Well I made it to the Sanriku coast, more specifically the fishing town of Sakihama on Okirai Bay, Iwate Prefecture, for the second time this year. Initially I planned to go fishing for hirame using live sardine bait, but according to the skipper this year’s hirame fishing is not so good. However, in the area both Pacific cod and karei flounder were both apparently putting up a good show, so I booked myself in for two consecutive days fishing, the first, offshore for cod and the next, inshore for flounder. As always, the hospitality of the locals was wonderful, the local produce delicious and the fishing fantastic.
You get a prize if you can tell me what this is. Incidentally, it comes from the cod I caught last Tuesday. I ate it as tenpura, although there are a number of ways of cooking it here in Japan.
When I was a child sometimes my dad would drive us to Southend, for a day of mucking about on the Thames estuary.
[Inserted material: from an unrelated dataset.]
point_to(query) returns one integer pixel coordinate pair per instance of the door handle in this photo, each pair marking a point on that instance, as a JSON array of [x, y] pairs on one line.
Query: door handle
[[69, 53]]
At low tide one could walk amongst the rockpools and we would go crabbing, using bent paperclips on the end of a piece of string and a chunk of frozen coleyfish (usually reserved for our cat) as bait. After returning the beasts unharmed to their dwelling, we would get fish and chips from a seaside vendor and sit – avoiding, usually, the lumps of tar on the rocks – on the seaside to eat. The fish came on little polystyrene rectangular plates, always far too small for the huge fillets of battered cod or haddock, and the chips in cones of newspaper, drenched with malt vinegar and salt. The fish was always served with those little ridiculous wooden forks, which to me always brought back unpleasant memories of doctors’ wooden tongue depressors (I used to get tonsillitis a lot). At school we were always served a rather sordid variety of fish and chips on Fridays – in the somewhat lazy tradition that passes for Christian belief in England – for lunch, but for me the best place I remember is a fish and chippie in London called the Seashell of Lisson Grove, where queues would come out of the store as people waited in line for the national dish (these days, a crown held by chicken tikka masala). We would often get food there on the way back from visiting relatives in the countryside, and unwrap the newspaper parcels at home to eat, with plenty of HP sauce. The fish was spectacular, and the chips were too; even our cat wolfed them down (I imagine because the chips were deep-fried in the same oil as the fish) as I furtively handed them to her despite my mum’s remonstrances about feeding the cat from the table. Anyway, after catching a hatful of cod from the beautiful and cold waters of Iwate Prefecture, I took a nostalgic trip down memory lane to make fish and chips. The batter is made with cold beer, eggs, salt, strong white flour and the secret ingredient – a pinch of cayenne pepper – and the fish deep-fried till golden and crisp. The quality of the cod – line-caught, bled and chilled but never frozen – did all the work and the result was spectacular. The batter made a crisp noise as I broke it with my fork (metal, this time) and the tender, moist, perfumed fish fell off the skin in chunks just like I remember.